Senegal bateu o Sudão por 2-1 e assume-se como um dos candidatos a conquistar a CAN - FOTO IMAGO
Senegal bateu o Sudão por 2-1 e assume-se como um dos candidatos a conquistar a CAN - FOTO IMAGO

CAN-2025: quando o erro já não tem amanhã

Acácio Santos, antigo adjunto da seleção da Nigéria, analisa em A BOLA a Taça das Nações Africanas (CAN)

Os oitavos-de-final são, para mim, o momento em que a competição muda definitivamente. A partir daqui, já não há gestão futura nem margem para corrigir no jogo seguinte. Há apenas 90 minutos (ou mais) para continuar ou sair.

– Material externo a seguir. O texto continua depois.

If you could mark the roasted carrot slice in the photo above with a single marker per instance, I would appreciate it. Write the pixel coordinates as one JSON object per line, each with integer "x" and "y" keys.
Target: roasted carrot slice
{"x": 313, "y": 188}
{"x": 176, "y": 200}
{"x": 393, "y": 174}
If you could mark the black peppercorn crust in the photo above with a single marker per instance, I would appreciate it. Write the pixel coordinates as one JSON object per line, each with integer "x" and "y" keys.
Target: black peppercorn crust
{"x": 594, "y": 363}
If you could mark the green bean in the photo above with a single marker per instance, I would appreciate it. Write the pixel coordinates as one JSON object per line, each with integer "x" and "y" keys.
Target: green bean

E os jogos recentes confirmam isso de forma clara. A Tunísia caiu frente ao Mali nas grandes penalidades. Um jogo equilibrado, tenso, decidido no detalhe máximo. Aqui já não conta o histórico nem a organização de base. Conta a frieza, a clareza emocional e a capacidade de decidir sob pressão extrema. Nos penáltis, não há sistema que resista — há homens e decisões.

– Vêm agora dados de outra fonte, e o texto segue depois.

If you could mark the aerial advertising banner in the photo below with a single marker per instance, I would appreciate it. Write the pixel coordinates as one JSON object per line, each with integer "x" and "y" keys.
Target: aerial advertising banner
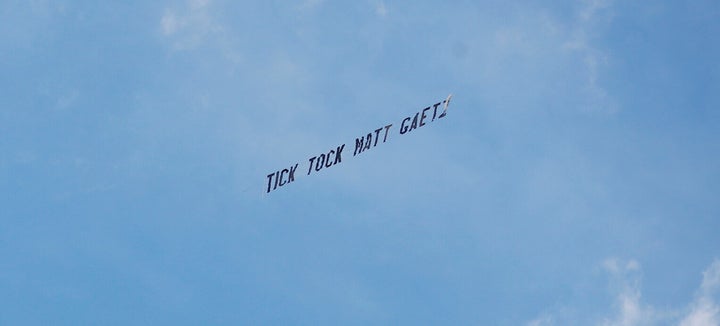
{"x": 334, "y": 156}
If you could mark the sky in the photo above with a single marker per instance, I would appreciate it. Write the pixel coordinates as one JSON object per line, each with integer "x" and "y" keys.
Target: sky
{"x": 574, "y": 181}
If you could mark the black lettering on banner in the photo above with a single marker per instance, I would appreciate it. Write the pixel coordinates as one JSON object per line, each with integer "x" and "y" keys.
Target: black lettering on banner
{"x": 403, "y": 127}
{"x": 312, "y": 159}
{"x": 423, "y": 116}
{"x": 435, "y": 110}
{"x": 359, "y": 145}
{"x": 377, "y": 135}
{"x": 413, "y": 125}
{"x": 338, "y": 153}
{"x": 277, "y": 177}
{"x": 387, "y": 128}
{"x": 329, "y": 163}
{"x": 368, "y": 141}
{"x": 332, "y": 157}
{"x": 270, "y": 181}
{"x": 320, "y": 162}
{"x": 291, "y": 178}
{"x": 282, "y": 175}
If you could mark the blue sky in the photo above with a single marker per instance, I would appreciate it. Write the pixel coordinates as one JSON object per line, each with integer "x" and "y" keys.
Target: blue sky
{"x": 574, "y": 181}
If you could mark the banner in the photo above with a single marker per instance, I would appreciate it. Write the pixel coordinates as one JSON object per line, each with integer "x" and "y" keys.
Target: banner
{"x": 363, "y": 143}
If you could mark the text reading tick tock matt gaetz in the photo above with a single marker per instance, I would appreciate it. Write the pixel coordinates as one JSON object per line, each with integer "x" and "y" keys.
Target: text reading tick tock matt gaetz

Na Nigéria, criámos uma competição contínua de marcadores de penáltis. Em todos os treinos, os jogadores eram divididos em dois grupos, um em cada baliza, e realizávamos séries competitivas de penáltis. Registávamos quem marcava melhor, mas sobretudo quem reagia melhor ao stress. Esse trabalho teve impacto direto: nas meias-finais eliminámos a África do Sul nas grandes penalidades.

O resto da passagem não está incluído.